Caring for Collections and their Users
Museum visitors often report feeling out of place or self-conscious in museums, and signage and instructions that dictate how visitors should behave are often part of the alienation and embarrassment that prevents some people from enjoying museums.
Students on the module ‘Caring for Collections and their Users’ try to take a different approach. As part of their assessment they are challenged to present complex conservation information about caring for objects to museum audiences in an accessible and engaging way. Students can choose to produce a poster that encourages visitors to not to touch, or they can opt to design a set of child-friendly instructions for the safe handling of a mixed range of objects in a schools handling box. Their designs are informed the debates around access, learning, collections research, preventative conservation and audience development that are covered on the module.
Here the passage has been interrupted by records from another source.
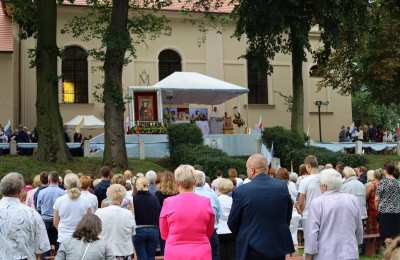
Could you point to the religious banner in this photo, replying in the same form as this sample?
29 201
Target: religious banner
145 106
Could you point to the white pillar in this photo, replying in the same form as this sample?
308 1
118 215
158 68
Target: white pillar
398 148
13 147
142 155
86 148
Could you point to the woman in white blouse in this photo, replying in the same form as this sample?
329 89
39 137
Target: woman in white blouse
225 236
69 208
118 223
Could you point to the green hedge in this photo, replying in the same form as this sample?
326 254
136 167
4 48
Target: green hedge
291 148
324 156
211 160
186 147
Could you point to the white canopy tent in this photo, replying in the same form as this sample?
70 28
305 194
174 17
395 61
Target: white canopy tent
195 88
188 88
85 121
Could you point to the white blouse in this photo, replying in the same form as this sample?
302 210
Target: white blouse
226 204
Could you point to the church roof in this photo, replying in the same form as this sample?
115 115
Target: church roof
224 6
6 34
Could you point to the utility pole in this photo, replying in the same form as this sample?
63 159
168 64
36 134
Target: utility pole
320 103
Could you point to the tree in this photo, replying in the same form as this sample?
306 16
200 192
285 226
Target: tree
39 19
283 26
375 64
120 25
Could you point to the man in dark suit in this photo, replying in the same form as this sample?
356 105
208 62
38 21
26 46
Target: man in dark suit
261 214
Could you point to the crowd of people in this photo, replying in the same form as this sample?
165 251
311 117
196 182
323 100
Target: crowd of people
368 134
186 216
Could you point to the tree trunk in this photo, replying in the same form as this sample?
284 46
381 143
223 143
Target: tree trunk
297 81
117 40
51 143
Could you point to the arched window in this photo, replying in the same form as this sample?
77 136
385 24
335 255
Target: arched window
315 71
257 81
75 75
169 61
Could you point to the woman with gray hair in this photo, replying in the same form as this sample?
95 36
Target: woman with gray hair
186 220
334 221
69 208
23 233
118 224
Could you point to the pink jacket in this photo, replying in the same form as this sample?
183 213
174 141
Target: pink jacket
187 223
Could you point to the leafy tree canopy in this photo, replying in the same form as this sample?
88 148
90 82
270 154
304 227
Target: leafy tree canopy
372 62
271 27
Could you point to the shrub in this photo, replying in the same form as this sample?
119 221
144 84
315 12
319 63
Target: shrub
283 139
211 160
183 134
324 156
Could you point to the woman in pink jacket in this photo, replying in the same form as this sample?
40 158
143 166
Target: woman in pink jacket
186 220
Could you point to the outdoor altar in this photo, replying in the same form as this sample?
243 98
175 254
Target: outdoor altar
183 97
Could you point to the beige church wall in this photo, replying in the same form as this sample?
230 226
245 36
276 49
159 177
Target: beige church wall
209 53
8 109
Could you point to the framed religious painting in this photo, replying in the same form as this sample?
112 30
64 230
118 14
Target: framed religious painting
146 107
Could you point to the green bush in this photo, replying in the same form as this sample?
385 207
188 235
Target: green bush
183 134
290 148
324 156
283 139
186 147
211 160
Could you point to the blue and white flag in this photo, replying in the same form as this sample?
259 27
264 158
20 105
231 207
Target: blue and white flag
268 154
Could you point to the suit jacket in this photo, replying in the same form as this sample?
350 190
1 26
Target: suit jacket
260 218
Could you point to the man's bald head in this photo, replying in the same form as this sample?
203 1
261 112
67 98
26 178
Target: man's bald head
256 164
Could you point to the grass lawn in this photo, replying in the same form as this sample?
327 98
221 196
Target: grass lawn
376 257
29 167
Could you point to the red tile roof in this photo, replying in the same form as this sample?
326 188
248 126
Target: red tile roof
6 34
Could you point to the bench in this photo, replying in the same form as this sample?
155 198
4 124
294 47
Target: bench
371 244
Working with Brighton & Hove Museums
Each year, students on the MA Curating benefit from conservation workshops run by staff from Brighton & Hove Museums. This year, our long-term relationship with Gaye Conley, Head of Conservation, has led to an invitation to our students to display their posters. Gaye writes
I have wanted to display the students’ work for several years. It’s rewarding to see the outcome of the talks we have undertaken with the students, and it will be fascinating to watch the public engage with the students’ work.
In the space available, Brighton & Hove Museum staff chose three posters produced in recent years. Ellie Bedford designed ‘Museum in a Box!’ to support a school session to help children safely handle objects; Paige Franklin designed ‘Look at Me!’ for an art and design gallery that has fragile objects on open display, and Elliot Thorn produced ‘Vase on a Plinth’ to help people see the consequences of touch, and what might happen if they bring food into the gallery. All of the posters use bold graphics and clear text to encourage visitors to feel welcome in the museum, and informed about how to care for our shared heritage.
The poster design was a fun challenge! I enjoyed bringing together all of the curating skills and academic theories that we had learnt, and applying them to a practical task. It’s very rewarding seeing it in print!
Designing the poster was a fun experience. It was a challenge to figure out how to convey meaning without written language. One of my aims was to make the poster accessible to people whose first language wasn’t English, so clear visual storytelling was important. Overall, I’m happy with the end result!
Their university and museum tutors couldn’t be prouder! Congratulations all!